Tale of Tales (le Conte des Contes) est le nouveau film de Matteo Garrone (réalisateur de Gomorra), tiré de l’ouvrage du même nom écrit par Giambattista Basile. Pour d’évidentes raisons de durée, le métrage choisit de se focaliser sur trois des cinquante contes présents dans l’ouvrage original.
Dans trois royaumes se déroulent donc trois drames desquels pourront être tirés trois morales.
Une reine stérile désire plus que tout un enfant. Mais le désir ardent de créer la vie nécessite quelques sacrifices.
La fille d’un souverain trop protecteur souhaite par dessus tout découvrir le monde et l’amour. Emportez par la fougue, le souhait brûlant de la jeune fille se réalise d’une triste manière.
Deux teinturières flétries et abîmées par les produits qu’elles manipulent vont accidentellement attirer l’attention d’un roi particulièrement chaud de la bite. Un conte sur le jeunisme et l’obsession de beauté.
Matteo Garrone, vraisemblablement stimulé par un matériau original d’une qualité incroyable, se précipite à corps perdu dans Tale of Tales et fait un premier choix des plus contestables : tourner en langue anglaise pour rendre le film accessible au plus grand nombre.

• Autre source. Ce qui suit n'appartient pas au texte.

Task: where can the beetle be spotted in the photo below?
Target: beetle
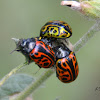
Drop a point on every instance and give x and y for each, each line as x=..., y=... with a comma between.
x=66, y=64
x=56, y=29
x=37, y=51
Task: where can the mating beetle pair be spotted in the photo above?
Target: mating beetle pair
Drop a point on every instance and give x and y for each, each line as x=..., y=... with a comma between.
x=41, y=51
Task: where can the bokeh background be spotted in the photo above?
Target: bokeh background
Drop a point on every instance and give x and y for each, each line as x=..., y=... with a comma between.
x=23, y=19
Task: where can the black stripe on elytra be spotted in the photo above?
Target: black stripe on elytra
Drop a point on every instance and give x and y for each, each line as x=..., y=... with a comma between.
x=70, y=63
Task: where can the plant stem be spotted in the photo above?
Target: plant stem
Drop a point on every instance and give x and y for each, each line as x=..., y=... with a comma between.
x=12, y=72
x=95, y=28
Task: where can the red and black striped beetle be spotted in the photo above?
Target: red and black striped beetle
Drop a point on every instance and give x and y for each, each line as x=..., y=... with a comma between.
x=66, y=64
x=37, y=51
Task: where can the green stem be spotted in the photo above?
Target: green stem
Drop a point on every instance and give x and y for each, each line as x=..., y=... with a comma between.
x=95, y=28
x=12, y=72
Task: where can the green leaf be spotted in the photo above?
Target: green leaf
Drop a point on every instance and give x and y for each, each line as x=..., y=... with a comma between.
x=15, y=84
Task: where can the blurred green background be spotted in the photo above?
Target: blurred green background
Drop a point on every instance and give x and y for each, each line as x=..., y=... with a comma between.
x=23, y=19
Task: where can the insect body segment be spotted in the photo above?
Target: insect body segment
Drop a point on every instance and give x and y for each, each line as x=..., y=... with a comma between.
x=56, y=29
x=37, y=51
x=43, y=55
x=67, y=68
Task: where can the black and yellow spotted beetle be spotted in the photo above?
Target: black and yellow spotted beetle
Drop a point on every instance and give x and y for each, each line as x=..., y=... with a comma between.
x=56, y=29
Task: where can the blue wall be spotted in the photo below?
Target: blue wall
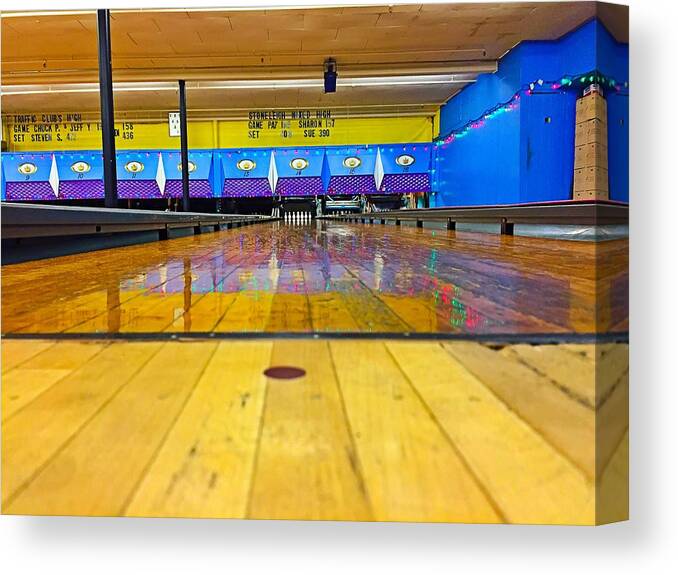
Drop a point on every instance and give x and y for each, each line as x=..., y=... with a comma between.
x=527, y=154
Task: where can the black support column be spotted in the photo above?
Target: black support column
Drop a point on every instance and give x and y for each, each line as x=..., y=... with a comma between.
x=107, y=116
x=183, y=124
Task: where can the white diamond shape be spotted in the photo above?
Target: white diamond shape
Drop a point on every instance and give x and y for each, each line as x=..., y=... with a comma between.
x=378, y=170
x=54, y=177
x=272, y=173
x=160, y=175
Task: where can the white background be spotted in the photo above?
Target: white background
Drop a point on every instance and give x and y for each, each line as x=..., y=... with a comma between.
x=646, y=544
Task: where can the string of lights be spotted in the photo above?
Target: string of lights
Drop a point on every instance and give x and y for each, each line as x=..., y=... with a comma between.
x=571, y=82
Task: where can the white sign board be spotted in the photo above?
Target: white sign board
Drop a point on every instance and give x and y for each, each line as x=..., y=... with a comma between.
x=175, y=124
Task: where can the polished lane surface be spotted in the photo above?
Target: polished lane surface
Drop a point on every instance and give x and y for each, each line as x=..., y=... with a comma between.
x=325, y=277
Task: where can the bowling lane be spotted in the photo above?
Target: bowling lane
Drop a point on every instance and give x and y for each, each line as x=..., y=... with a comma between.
x=325, y=277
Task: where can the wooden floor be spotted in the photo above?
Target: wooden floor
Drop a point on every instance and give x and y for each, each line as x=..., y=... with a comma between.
x=326, y=277
x=375, y=430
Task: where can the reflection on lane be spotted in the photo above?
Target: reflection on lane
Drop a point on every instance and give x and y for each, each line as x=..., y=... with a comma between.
x=326, y=277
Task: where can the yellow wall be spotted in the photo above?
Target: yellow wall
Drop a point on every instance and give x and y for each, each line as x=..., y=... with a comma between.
x=37, y=132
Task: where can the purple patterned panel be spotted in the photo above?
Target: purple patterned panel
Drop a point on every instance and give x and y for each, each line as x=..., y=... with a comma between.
x=361, y=184
x=30, y=191
x=405, y=183
x=305, y=186
x=196, y=189
x=246, y=188
x=138, y=189
x=81, y=189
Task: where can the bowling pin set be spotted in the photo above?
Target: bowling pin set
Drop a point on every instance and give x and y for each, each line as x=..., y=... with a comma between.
x=297, y=217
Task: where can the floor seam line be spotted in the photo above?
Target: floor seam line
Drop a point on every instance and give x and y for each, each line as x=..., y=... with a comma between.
x=77, y=432
x=161, y=443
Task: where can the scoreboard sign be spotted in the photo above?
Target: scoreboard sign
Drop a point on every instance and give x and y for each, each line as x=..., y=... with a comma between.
x=307, y=125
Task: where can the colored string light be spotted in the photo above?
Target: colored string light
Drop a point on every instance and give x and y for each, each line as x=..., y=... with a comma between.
x=566, y=82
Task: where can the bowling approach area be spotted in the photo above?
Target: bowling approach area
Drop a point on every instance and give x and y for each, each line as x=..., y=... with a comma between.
x=399, y=320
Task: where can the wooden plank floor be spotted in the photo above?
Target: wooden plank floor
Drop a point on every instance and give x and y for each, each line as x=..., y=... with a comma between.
x=326, y=277
x=375, y=430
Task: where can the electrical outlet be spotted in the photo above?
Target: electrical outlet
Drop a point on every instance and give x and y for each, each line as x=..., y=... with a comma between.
x=175, y=124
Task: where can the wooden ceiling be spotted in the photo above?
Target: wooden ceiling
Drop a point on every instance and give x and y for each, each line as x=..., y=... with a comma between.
x=154, y=45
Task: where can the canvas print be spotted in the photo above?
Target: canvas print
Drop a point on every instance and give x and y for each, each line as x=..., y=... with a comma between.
x=349, y=263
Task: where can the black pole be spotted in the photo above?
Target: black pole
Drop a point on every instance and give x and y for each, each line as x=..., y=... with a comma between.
x=184, y=145
x=107, y=116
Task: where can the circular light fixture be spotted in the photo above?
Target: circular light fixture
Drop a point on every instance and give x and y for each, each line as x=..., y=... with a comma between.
x=246, y=165
x=299, y=163
x=352, y=162
x=405, y=160
x=134, y=167
x=27, y=168
x=191, y=166
x=80, y=167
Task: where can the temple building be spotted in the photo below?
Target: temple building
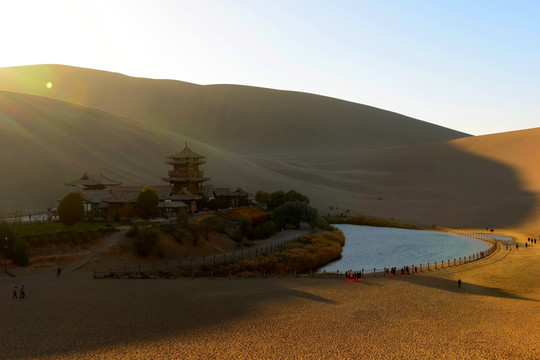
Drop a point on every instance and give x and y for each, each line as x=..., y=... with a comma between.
x=93, y=182
x=186, y=189
x=186, y=178
x=186, y=175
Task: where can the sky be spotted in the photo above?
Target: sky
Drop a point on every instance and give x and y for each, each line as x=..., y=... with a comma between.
x=472, y=66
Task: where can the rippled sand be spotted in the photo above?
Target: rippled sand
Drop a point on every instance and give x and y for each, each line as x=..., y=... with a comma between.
x=495, y=315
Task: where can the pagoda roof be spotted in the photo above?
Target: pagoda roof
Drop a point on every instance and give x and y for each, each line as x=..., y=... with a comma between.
x=184, y=195
x=186, y=153
x=121, y=194
x=93, y=180
x=191, y=179
x=172, y=205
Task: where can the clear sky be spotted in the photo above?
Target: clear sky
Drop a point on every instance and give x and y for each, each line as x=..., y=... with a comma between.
x=471, y=65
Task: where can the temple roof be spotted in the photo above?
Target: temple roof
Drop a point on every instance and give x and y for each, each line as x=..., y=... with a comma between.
x=186, y=153
x=184, y=194
x=121, y=194
x=93, y=180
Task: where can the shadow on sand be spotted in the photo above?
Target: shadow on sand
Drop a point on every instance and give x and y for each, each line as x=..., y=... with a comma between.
x=451, y=286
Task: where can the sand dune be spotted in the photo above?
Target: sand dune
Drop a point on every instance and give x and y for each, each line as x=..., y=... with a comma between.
x=241, y=119
x=495, y=315
x=369, y=161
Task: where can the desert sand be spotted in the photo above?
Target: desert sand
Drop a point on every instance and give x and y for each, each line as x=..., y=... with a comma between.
x=337, y=153
x=495, y=315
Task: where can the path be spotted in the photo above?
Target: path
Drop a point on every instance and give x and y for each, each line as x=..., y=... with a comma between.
x=261, y=246
x=110, y=241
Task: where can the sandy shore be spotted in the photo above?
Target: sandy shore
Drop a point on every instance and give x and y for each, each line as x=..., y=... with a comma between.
x=495, y=315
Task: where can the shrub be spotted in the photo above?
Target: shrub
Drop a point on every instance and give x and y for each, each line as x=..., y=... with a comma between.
x=71, y=209
x=20, y=252
x=145, y=241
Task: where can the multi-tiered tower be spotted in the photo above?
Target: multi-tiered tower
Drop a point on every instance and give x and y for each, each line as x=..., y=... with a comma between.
x=186, y=175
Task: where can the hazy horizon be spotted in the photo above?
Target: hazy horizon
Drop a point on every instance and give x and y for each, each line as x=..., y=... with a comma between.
x=465, y=66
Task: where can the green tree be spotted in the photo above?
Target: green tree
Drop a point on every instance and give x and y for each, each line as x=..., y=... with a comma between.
x=293, y=195
x=71, y=209
x=275, y=199
x=12, y=247
x=262, y=196
x=147, y=202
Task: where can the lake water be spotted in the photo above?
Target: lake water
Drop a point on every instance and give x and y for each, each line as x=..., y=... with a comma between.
x=371, y=247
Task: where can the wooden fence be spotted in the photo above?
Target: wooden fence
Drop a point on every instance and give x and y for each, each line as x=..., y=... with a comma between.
x=187, y=265
x=190, y=266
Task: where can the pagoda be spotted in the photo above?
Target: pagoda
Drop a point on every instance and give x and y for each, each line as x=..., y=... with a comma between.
x=186, y=177
x=94, y=182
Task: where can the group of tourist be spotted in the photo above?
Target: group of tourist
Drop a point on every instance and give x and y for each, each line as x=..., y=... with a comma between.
x=351, y=275
x=405, y=271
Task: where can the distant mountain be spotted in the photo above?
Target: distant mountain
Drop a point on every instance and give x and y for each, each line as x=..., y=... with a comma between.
x=241, y=119
x=368, y=160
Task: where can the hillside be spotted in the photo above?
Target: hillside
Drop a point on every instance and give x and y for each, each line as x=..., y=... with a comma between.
x=240, y=119
x=471, y=181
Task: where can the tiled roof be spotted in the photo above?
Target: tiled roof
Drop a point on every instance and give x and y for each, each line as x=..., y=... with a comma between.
x=186, y=153
x=93, y=180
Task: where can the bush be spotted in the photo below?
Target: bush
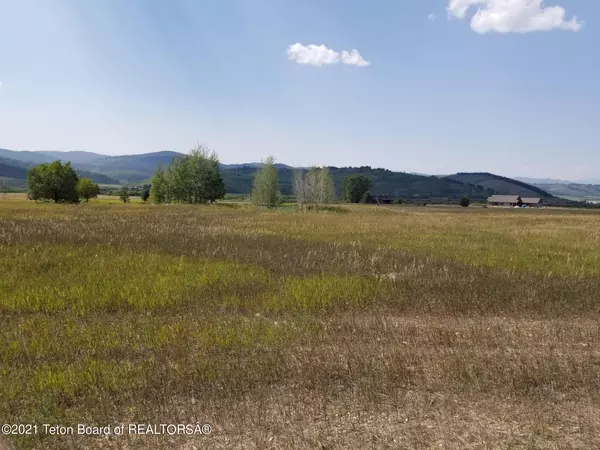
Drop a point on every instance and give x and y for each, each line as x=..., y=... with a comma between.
x=87, y=189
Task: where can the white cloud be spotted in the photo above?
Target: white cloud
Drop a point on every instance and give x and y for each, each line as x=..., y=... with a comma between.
x=513, y=16
x=320, y=55
x=353, y=58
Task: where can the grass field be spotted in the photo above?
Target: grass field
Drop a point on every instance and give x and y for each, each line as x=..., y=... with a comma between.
x=373, y=327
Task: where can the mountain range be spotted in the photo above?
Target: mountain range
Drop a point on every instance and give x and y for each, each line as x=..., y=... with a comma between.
x=138, y=169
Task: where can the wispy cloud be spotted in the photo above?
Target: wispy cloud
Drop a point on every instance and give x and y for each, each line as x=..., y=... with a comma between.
x=320, y=55
x=513, y=16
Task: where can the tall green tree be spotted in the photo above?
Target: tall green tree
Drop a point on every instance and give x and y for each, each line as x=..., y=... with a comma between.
x=55, y=181
x=87, y=189
x=355, y=187
x=192, y=178
x=158, y=186
x=313, y=188
x=465, y=201
x=265, y=187
x=145, y=193
x=124, y=194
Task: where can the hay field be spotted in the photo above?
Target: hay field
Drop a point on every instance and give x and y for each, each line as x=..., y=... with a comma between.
x=373, y=327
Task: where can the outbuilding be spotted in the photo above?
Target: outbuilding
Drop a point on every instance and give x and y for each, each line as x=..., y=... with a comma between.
x=505, y=200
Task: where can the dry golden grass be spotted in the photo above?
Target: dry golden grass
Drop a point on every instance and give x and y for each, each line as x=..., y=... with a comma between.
x=374, y=327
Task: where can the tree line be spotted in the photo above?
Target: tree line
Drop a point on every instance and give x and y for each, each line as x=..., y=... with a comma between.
x=195, y=178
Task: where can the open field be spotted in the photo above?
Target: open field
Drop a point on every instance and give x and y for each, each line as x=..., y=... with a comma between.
x=373, y=327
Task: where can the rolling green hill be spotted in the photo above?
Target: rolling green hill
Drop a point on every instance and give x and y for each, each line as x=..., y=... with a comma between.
x=574, y=191
x=501, y=185
x=396, y=184
x=136, y=169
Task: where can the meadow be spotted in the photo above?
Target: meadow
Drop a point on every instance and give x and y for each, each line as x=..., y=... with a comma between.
x=361, y=326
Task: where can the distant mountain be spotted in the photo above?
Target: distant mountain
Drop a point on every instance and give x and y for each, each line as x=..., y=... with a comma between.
x=26, y=156
x=130, y=168
x=574, y=191
x=254, y=165
x=396, y=184
x=537, y=181
x=501, y=185
x=74, y=157
x=17, y=169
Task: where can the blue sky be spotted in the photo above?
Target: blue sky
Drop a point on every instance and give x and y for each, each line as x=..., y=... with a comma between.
x=437, y=86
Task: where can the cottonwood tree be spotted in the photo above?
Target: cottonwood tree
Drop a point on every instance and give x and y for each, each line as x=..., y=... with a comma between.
x=192, y=178
x=124, y=194
x=55, y=181
x=313, y=188
x=265, y=187
x=356, y=187
x=158, y=186
x=87, y=189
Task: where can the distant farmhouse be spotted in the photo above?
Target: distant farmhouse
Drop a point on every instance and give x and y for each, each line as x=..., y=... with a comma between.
x=515, y=200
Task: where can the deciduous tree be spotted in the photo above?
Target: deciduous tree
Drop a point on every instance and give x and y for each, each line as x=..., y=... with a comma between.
x=265, y=187
x=55, y=181
x=87, y=189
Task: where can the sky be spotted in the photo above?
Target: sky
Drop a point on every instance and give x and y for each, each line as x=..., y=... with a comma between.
x=430, y=86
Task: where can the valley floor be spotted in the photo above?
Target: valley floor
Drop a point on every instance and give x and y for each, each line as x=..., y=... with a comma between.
x=373, y=327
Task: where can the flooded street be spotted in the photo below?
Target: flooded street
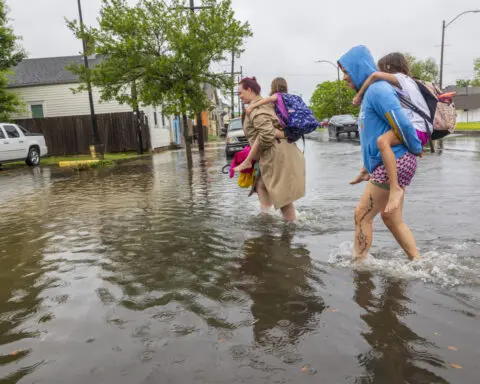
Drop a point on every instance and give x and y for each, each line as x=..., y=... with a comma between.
x=149, y=273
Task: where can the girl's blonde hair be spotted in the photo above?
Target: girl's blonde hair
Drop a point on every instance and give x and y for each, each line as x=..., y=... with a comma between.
x=279, y=85
x=394, y=63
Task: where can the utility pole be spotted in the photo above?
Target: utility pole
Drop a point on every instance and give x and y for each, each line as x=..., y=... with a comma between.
x=137, y=115
x=96, y=149
x=201, y=139
x=442, y=49
x=233, y=87
x=240, y=101
x=441, y=53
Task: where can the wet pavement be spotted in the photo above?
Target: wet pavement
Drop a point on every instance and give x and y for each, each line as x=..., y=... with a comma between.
x=149, y=273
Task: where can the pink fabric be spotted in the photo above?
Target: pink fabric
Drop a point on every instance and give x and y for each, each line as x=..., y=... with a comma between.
x=406, y=168
x=423, y=136
x=238, y=159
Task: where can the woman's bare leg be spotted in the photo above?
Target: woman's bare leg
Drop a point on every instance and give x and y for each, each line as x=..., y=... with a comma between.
x=265, y=201
x=254, y=154
x=362, y=176
x=401, y=232
x=289, y=213
x=373, y=201
x=385, y=144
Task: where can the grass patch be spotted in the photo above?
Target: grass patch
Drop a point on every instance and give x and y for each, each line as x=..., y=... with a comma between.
x=109, y=159
x=475, y=126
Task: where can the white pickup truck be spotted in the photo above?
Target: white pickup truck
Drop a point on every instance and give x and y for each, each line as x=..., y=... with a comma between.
x=16, y=143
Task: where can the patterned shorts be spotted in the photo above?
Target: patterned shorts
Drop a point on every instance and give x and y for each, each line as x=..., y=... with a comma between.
x=406, y=167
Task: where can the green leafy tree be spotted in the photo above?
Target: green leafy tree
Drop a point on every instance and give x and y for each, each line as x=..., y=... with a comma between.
x=423, y=69
x=10, y=55
x=325, y=102
x=164, y=51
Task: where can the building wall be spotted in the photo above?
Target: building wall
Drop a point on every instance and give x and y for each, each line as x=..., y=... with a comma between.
x=472, y=115
x=59, y=100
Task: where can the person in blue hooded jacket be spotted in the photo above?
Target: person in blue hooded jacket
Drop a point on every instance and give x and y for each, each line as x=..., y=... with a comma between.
x=380, y=111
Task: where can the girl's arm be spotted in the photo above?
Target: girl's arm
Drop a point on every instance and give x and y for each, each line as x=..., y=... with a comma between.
x=374, y=77
x=267, y=100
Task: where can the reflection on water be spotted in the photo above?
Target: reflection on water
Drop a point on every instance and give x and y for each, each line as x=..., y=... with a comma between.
x=397, y=353
x=149, y=272
x=285, y=303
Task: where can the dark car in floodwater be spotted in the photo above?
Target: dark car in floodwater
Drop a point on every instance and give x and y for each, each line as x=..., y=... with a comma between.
x=236, y=139
x=342, y=124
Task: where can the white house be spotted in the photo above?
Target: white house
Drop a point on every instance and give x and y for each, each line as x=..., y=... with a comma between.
x=467, y=103
x=45, y=86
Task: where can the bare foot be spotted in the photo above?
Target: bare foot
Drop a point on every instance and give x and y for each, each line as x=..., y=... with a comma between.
x=394, y=200
x=245, y=165
x=362, y=176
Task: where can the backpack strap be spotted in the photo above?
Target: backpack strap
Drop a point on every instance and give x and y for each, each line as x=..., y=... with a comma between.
x=282, y=109
x=408, y=103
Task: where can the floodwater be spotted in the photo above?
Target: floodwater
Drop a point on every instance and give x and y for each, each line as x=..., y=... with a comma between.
x=149, y=273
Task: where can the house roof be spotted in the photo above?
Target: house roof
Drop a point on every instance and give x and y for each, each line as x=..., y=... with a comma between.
x=467, y=101
x=463, y=90
x=46, y=71
x=466, y=97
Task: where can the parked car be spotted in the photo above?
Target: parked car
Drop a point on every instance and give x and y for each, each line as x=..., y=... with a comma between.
x=236, y=139
x=342, y=124
x=224, y=130
x=16, y=143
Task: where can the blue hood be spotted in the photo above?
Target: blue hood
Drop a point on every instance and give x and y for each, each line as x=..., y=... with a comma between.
x=359, y=64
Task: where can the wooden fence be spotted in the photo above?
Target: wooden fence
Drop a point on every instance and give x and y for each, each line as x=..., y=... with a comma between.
x=72, y=135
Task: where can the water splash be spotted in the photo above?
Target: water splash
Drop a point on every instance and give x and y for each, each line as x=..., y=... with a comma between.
x=447, y=268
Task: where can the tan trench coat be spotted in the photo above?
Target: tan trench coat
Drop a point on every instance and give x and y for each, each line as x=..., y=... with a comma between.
x=282, y=164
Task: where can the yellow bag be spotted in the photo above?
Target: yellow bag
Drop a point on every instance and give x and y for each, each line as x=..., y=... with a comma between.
x=245, y=180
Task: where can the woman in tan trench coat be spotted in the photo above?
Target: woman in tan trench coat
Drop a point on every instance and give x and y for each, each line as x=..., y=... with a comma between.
x=282, y=165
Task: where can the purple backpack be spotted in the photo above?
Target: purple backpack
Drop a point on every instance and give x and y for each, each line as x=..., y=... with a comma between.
x=294, y=115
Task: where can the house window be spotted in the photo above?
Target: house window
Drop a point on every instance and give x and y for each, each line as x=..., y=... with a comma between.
x=37, y=111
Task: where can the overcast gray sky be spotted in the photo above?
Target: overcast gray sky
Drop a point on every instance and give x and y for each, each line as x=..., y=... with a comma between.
x=289, y=37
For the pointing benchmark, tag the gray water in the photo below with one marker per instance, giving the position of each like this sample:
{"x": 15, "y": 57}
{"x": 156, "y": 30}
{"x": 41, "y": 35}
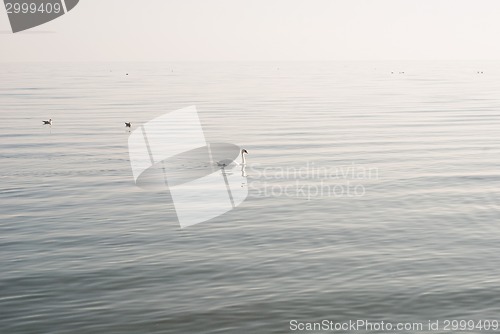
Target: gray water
{"x": 83, "y": 250}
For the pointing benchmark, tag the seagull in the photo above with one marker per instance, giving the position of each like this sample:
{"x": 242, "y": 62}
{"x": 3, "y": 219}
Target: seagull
{"x": 227, "y": 162}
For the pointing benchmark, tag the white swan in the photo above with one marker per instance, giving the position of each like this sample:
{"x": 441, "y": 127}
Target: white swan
{"x": 227, "y": 162}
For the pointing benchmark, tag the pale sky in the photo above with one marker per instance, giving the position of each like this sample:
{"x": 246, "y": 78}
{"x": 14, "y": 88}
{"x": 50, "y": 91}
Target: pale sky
{"x": 282, "y": 30}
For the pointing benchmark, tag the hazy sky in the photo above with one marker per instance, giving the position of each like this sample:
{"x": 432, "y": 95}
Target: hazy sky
{"x": 168, "y": 30}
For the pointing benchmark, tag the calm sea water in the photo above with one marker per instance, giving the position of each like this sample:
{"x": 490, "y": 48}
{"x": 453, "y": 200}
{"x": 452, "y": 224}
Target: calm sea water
{"x": 83, "y": 250}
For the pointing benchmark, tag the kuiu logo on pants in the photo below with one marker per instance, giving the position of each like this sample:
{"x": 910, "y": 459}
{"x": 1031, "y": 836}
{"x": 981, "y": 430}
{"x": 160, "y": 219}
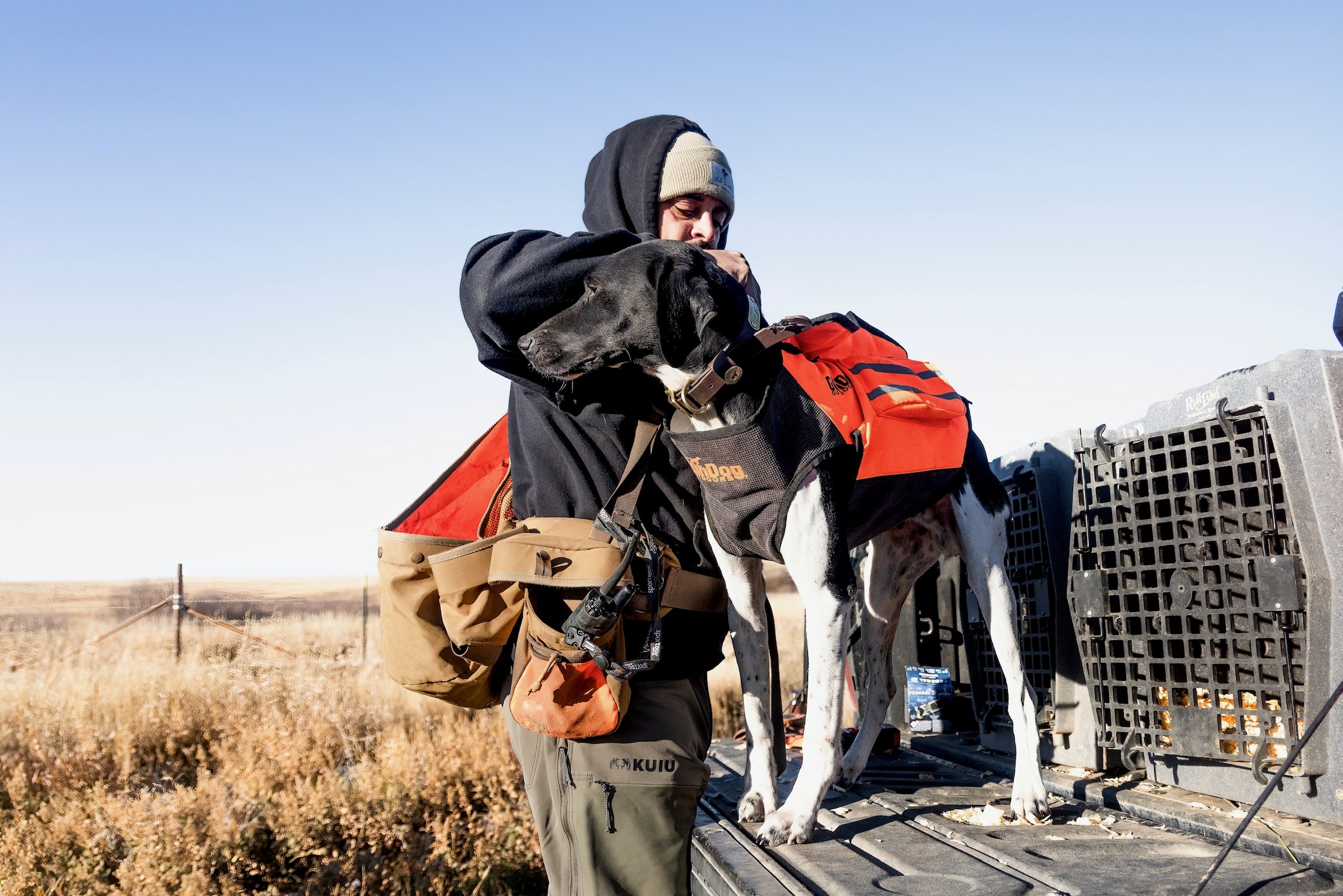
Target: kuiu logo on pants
{"x": 622, "y": 764}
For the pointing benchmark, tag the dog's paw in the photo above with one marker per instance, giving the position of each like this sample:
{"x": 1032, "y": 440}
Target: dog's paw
{"x": 751, "y": 806}
{"x": 786, "y": 827}
{"x": 1031, "y": 802}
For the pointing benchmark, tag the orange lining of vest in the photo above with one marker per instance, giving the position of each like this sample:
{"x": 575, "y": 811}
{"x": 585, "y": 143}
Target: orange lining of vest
{"x": 911, "y": 420}
{"x": 454, "y": 505}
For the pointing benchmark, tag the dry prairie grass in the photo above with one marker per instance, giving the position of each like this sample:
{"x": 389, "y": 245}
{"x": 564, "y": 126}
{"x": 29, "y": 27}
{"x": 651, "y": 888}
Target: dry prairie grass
{"x": 240, "y": 770}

Au cachot les prouesses de langue de Giambattista Basile (l’ouvrage est écrit en napolitain).
Puis lui vint une idée : filmer des contes d’une manière réaliste. Il dénude donc ses trois contes sont d’artifices, de féerie et de grandiloquence « […] afin que le spectateur puisse à chaque instant se sentir partie prenante du récit. » Raté. C’est l’effet inverse qui se produit. Les personnages semblent abandonnés dans des décors étriqués, désertés par la vie. Les monarques règnent sur des pierres grises et froides comme leurs sujets. Une poignante sensation de « fin de règne » habite tous les contes.
Cet aspect « réaliste » confère en effet à Tale of Tales une sécheresse visuelle et une sensation d’économie peu compatible avec Le Conte. L’univers semble avoir été dépouillé de son essence même, ne laissant qu’une coquille vide. Conscient des limites de son ambition, le cinéaste y superpose quelques codes de l’horreur (du gore, de longs plans pesants). Cela laisse paraître le potentiel de son intention : lorsque la fable se vautre dans la lie, que le réalisateur va chercher la fange et le vice.
Malheureusement, le plus souvent la caméra se tient à distance, ne faisant qu’accroître la froideur du rendu. Peut-être Matteo Garrone a-t-il confondu « réalisme » et « austérité » – ce qui ne sera pas pour déplaire à certains, j’en suis sûr.
Enfin, vint le temps du montage. Au lieu de raconter les trois histoires bout à bout, Tales of Tales les éclate et redistribue la donne, pour traîner le spectateur d’un récit à l’autre. Ce procédé fait naître une attente pour un final dantesque où se croiseraient les trois histoires.
Que dalle !
En revanche, entre chaque segment vous aurez le droit à un lent fondu au noir suivit d’une ouverture brutale sur un plan très lumineux. Dans une salle obscure, la répétition de cette transition est fort désagréable.
Au bout de 2h15, le spectateur que je suis est ressorti de la projection avec une sensation mitigée. Sans être ennuyant, le film est décevant. Les partis pris ne sont pas suffisamment poussés pour donner à Tale of Tales la froide cruauté que la carte « conte réaliste » semblait pourtant appeler.
Par contre, ne boudons pas notre plaisir, ce n’est pas tous les jours que l’on voit Vincent Cassel à poil derrière un rideau de velours rouge hurler à ses gardes de défenestrer une vieille dame.
NOTE : pour l’occasion, un « tweet dont vous êtes le héro » est disponible sur le compte https://twitter.com/Contedes_contes/.
Réalisé par Matteo Garrone, Tale of Tales est attendu dans les salles pour le 1er Juillet 2015 prochain avec Vincent Cassel, Salma Hayek, John C. Reilly et Toby Jones.